At the PFVMH location, the senior driver takes care of vehicles and logistics: the lighting of previses, wiring to the generator, postal parcels for medics, medicines for hospitals and stabilization posts. Recently, PFVMH received over 300 kg of clothing for the military at the Bakhmut stabilization post. Doctors cut the damaged uniform in blood and dirt, so a change is needed to have something to wear afterward. Conscious Ukrainians donate T-shirts, sweaters, pants, sports suits, underwear, slippers, etc.

“I have a family waiting for me: my wife, two children, and now a granddaughter. My son is at home, and the girls are abroad, for the time being, they have to come for the New Year holidays. I miss them. We have never been apart for so long. Even when I served in the Armed Forces, we used to see each other once in a half-year. And here, at the front, is my big family: many friends, colleagues, close acquaintances. You get used to these people. Some leave, others come. It’s nice that they are coming back.

“I’ve got so used to such a military life on wheels that I can’t even imagine what I’ll do afterward. Our victory will be only the collapse of Russia. Even if we draw them back to the borders, the Russians will attack us again in 5-10 years. We’re not going to have peace unless the empire collapses as the Soviet Union once collapsed. They have wanted to conquer us for more than 300 years, and they did conquer us. Until the federation disintegrates into Muscovy and those appendages. After the First World War, in which the Germans had been defeated, they could not calm down and built up their strength again for the Second World War but got it in the neck. The same are the people in Russia who are not used to working, inventing something themselves; they steal everything and even have translated Ukrainian songs into Russian.
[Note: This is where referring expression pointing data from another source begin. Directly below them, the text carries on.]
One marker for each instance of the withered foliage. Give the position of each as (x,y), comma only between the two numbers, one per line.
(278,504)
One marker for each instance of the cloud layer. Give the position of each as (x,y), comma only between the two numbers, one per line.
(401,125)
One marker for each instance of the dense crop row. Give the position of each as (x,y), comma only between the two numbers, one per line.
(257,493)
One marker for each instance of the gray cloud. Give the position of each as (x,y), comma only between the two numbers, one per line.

“I like to travel: Ukraine, abroad, the Carpathians, hiking. I haven’t thought about what I will do after the end of the hostilities. It’s still too early. It will not end soon. When we drive the Russians out of Ukrainian lands, there will be an official Victory… But we’ll have a lot to put in order inside the country. An internal war follows every great war. And the internal enemy also needs to be removed,” Bo concludes, because another call from a PFVMH evacuation team is heard on the walkie-talkie, and the resuscitation ambulance will again go from Bakhmut to Kramatorsk.